Kırkambar sözleşmelerinde, taşıma sözleşmelerinden farkı olarak rotada değişiklik istenemez ve boşaltma limanından başka limanda boşaltma yapılması beklenemez. Bu maddenin amacı diğer yük sahiplerini zarara uğratmamaktır. Ancak covid-19 salgını sebebi ile yaşanan karantina uygulamaları diğer yük ilgililerini de zarara uğratması muhtemel olup burada taşıyanın giderleri ödemesi kaydı ile rota değişikliği ya da boşaltma limanı değişikliği yapılması kanaatimizce hukukun genel ilkelerini aykırı değildir.

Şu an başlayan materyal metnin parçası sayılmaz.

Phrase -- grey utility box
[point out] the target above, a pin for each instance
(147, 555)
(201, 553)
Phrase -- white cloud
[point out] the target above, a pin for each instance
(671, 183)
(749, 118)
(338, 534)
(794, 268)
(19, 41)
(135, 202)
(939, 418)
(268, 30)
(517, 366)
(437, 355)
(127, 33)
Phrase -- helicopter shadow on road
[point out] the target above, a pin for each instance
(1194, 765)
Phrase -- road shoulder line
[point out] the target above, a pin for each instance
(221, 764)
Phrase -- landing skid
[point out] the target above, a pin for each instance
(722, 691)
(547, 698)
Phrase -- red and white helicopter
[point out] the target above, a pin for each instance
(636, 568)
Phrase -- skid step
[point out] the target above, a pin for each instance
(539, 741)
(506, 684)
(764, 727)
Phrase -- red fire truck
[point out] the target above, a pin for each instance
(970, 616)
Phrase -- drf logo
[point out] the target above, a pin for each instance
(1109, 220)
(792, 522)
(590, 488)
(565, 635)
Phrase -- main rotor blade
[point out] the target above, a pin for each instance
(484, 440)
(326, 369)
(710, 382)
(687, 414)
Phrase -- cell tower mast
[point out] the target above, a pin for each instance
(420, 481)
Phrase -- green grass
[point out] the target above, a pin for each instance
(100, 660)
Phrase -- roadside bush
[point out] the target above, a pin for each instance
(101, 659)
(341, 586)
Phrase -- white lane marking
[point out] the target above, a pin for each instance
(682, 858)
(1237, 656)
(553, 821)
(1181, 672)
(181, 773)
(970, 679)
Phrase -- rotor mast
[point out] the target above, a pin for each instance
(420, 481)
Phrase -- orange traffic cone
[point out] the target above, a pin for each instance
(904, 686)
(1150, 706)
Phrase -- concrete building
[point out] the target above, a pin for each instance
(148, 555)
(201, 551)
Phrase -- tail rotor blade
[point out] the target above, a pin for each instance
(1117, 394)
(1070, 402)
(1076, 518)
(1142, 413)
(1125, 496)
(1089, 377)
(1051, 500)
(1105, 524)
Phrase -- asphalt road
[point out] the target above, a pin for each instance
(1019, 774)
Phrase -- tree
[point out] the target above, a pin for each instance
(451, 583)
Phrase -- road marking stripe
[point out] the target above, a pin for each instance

YÜKLEME, BOŞALTMA VE SÜRESTERYA SÜRELERİ
Yolculuk Başlamadan Önce
TTK madde 1156/4 kapsamında mücbir sebep gibi beklenmeyen ve öngörülemeyen hadiselerle eşyanın gemiye teslim edilmesi ve alınması imkanı bulunmayan günler yükleme süresine eklenecektir. Covid-19 küresel salgını her iki tarafın faaliyet alanı dışında kalan bir hadise olup bu madde kapsamında değerlendirilmelidir. İlgili madde hükmü gereğince, yükleme esnasında covid-19 küresel salgını gibi hadiseler, yükleme ve sürastarya sürelerini durdurur. Ancak taşıyan sürastarya parası talep edebilir.
Covid-19 sebebi ile yükleme faaliyetinin ne kadar süre ile duracağı öngörülemediği için taşıtan bakımından, sözleşmenin feshi yoluna başvurmak daha uygun bir seçenek olabilir. Somut olay bakımından değerlendirilmelidir.
Boşaltma Esnasında
Gönderilenin faaliyet alanında gerçekleşen tesadüfi sebepler dolayısıyla eşyanın gemiden karaya çıkarılması mümkün olmayan günler de boşaltma süresinin hesabında dikkate alınır. Ancak fırtına, buz istilası veya seferberlik gibi, her iki tarafın faaliyet alanını ilgilendiren tesadüfi sebepler dolayısıyla eşyanın gemiden çıkarılması ve karaya götürülmesi mümkün olmayan günler boşaltma süresine eklenir.
Şöyle ki, covid-19 sebebi ile yaşanan her iki tarafın faaliyet alanına girmeyen hadiseler sebebi ile boşaltma süresi durur. Ancak taşıyanın sürastarya talep hakkı saklıdır. Gönderilen, eşyayı almaya hazır olduğunu bildirip de boşaltma süresini ve kararlaştırılmış ise sürastarya süresi içinde eşyanın tamamını teslim almamışsa, taşıyan eşyayı boşaltma ve saklama hakkına sahip olacaktır. Taşıyan bu sebeple yapmış olduğu masraflar ve ek hizmet için talep hakkına sahiptir.
Kırkambar Sözleşmelerinde
Kırkambar sözleşmesinde taşıtan, taşıyanın çağrısı üzerine, gecikmeden eşyayı yüklemek zorundadır. Taşıtan gecikirse taşıyan, eşyanın teslimini beklemekle yükümlü değildir. Covid-19 sebebi ile taşıyan çağrıda bulunmuş ve taşıtan gecikmiş veya cevap vermemiş ise taşıyanın yola çıkma hakkı vardır. Bu halde taşıyan taşıtandan tam navlunu talep edebilir.
SORUMLULUKTAN KURTULMA BAKIMINDAN
Taşıyanın veya adamlarının kastından veya ihmalinden doğmayan ve kaçınılamaz bir durumdan kaynaklanan sebeplerden ileri gelen zarardan taşıyan sorumlu değildir. Bu durum somut olaya göre değerlendirilir. Örneğin yola çıkmış ve boşaltma limanı karantinaya alınmış ise bu kaçınılamaz bir hadisedir. Ancak, taşıyan yola çıkmadan önce karantina bilgisine sahip olmasına rağmen yola çıkmış ise bu olay kaçınılamaz hadise kapsamında değerlendirilmeyecektir.
Kaçınılamaz hadise dışında, TTK. 1182.maddesinde sayılan sebepler de taşıyan bakımından sorumluluktan kurtulma halleridir. Covid-19 TTK 1182/1-b, “Harp olayları, karışıklık ve ayaklanmalar, kamu düşmanlarının hareketleri, yetkili makamların emirleri veya karantina sınırlamaları” kapsamında sorumluktan kurtulma hali olarak kabul edilebilir.